The minister remembered rule #347 of the ‘Guide to conversing with the King’ and managed to keep himself from rolling his eyes.
“Okay,” he said, putting one piece back.
“And the elephant, it’s big,” said the King. “So it can go in here,” he said moving it two steps ahead and one to the right.
So far the minister thought each piece could move only one step ahead, but clearly, the King had his own rules.
“Alright then,” he said, scrounging up the courage to make his next move. “But then the Chariot is much faster, and the enemy will send them here.” He moved the piece two steps ahead diagonally.
The King couldn’t argue with that move, the chariots were indeed faster.
“Ah, but then the ministers would come in and BAM! There goes their Chariot!” He knocked the minster’s chariot off the board and replaced it with a piece of his own.
The minister was taken aback by the move. We can throw each other’s pieces off the board? He couldn’t let the King think he was stupid, he needed win this ridiculous game.
“Well,” he said, looking at the gap straight between their two kings. “If you do that, it leaves your King out in the open and as we know, Kings can do anything,” he said as he moved his King piece in a straight line to replace the King’s King.
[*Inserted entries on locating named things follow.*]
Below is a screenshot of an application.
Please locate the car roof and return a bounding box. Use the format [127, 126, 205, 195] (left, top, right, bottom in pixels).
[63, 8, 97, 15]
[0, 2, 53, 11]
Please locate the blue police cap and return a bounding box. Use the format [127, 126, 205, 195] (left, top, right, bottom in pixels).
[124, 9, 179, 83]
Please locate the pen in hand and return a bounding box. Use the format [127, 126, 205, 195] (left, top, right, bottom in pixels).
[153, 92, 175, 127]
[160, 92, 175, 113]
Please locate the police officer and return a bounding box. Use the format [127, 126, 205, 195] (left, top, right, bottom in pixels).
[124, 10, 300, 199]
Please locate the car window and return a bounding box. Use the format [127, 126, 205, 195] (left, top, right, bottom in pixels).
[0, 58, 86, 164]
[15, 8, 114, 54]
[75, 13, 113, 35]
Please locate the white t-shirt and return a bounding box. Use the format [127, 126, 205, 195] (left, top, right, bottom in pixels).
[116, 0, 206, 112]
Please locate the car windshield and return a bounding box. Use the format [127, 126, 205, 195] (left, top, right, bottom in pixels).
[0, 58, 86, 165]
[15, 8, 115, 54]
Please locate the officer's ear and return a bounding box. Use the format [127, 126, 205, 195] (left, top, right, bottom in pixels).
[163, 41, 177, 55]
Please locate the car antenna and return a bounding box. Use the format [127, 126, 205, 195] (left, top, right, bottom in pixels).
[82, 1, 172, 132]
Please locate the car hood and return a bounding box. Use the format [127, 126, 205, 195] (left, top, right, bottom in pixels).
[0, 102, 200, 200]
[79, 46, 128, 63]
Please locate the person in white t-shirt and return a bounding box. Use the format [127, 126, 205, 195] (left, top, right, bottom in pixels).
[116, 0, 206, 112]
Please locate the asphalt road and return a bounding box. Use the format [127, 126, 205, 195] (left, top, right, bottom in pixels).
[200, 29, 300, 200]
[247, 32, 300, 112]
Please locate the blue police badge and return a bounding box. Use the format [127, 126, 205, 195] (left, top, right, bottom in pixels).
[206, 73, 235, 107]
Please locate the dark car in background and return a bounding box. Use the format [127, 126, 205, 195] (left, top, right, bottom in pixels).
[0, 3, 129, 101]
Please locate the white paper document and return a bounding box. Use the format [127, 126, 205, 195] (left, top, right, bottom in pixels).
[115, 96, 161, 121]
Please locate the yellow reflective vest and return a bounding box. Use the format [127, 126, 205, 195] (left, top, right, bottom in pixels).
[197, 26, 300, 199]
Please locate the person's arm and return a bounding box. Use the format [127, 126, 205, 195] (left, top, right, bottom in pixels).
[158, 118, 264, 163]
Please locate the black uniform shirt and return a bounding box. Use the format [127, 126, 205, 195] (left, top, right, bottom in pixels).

“You can’t do that!” shouted the King, right before this piece could be replaced. “The King can only move three steps at a time.”
Figures.
“Well, that’s what they will do,” said the Minister as he placed his piece three steps ahead. “And in the next move of theirs...”
“Wait,” said the King as he took a moment to think about it.
A moment turned into fifteen as the King stared at the board contemplating his next move.
It was when the Minister looked about ready to strangle the King and the King’s King, that little Raju, who had been watching the game as he polished the statue of the Queen, piped in.
“Well,” he said, “then Maharaj will simply move this here to protect himself.” He pointed at a piece and then at the place it would be moved to. “And now your King will have no place to go.”
The King, who would have normally been furious at the intrusion, was thoroughly pleased.
“Yes of course!” he said. “I would! Then I win!”
The minister gave Raju a dirty look, who then scampered back to his polishing. The boy was right, there was no place for his King to move. He sat back in his chair and sighed.
“Well, I guess it works here, but the battle field isn’t exactly made up of checks, right?” he said.
The King, delighted at his victory, looked at the pieces and politely disagreed.
“But it worked here,” he said, “so give it a shot.”
“But Your Majesty...”
“I know,” interrupted the King, standing up to leave the room. “As you said, it is brilliant.”
The minister also stood up and bowed as the King walked away.
Raju stood in the corner and grinned as he went at the statue.
The minister looked angrily at the boy. He wrapped up all the pieces in the table cloth and threw it at him. The boy ducked and the pieces scattered on the floor.
“When all our men ask why they’re going to die in this battle, I’ll tell them to come and ask you,” he shouted and stormed out of the room.
Raju, barely old enough to understand polishing, leave alone warfare, quickly picked up the pieces and wrapped them in the cloth.
As the sun bid adieu to the world later that evening, Ramesh walked into the servant quarters to see his brother engrossed in a line up of stones.
“What are you doing?” he asked Raju, as he picked up things and random and put them in place.
“It’s a game,” he said. “Want to play?”
“No,” he said.
The boy continued playing with the pieces. Vaguely intrigued by this interest, he asked, “What’s it called?”
Raju looked at the board. He had heard the King use the words; Infantry, Cavalry, Elephantry and Chariotry.
‘One, two, three, four,’ he thought. “Chaturanga,” he said.
Excited by the question, he explained the rules to his brother, as best as he could. Sometimes he remembered what the King said, sometimes he made it up as he went along.
Ramesh looked at his brother and sighed. He pulled the cloth and the stones clattered on the floor.
“Put the cloth back on the King’s table,” he instructed. “No one’s ever going to play your stupid game.”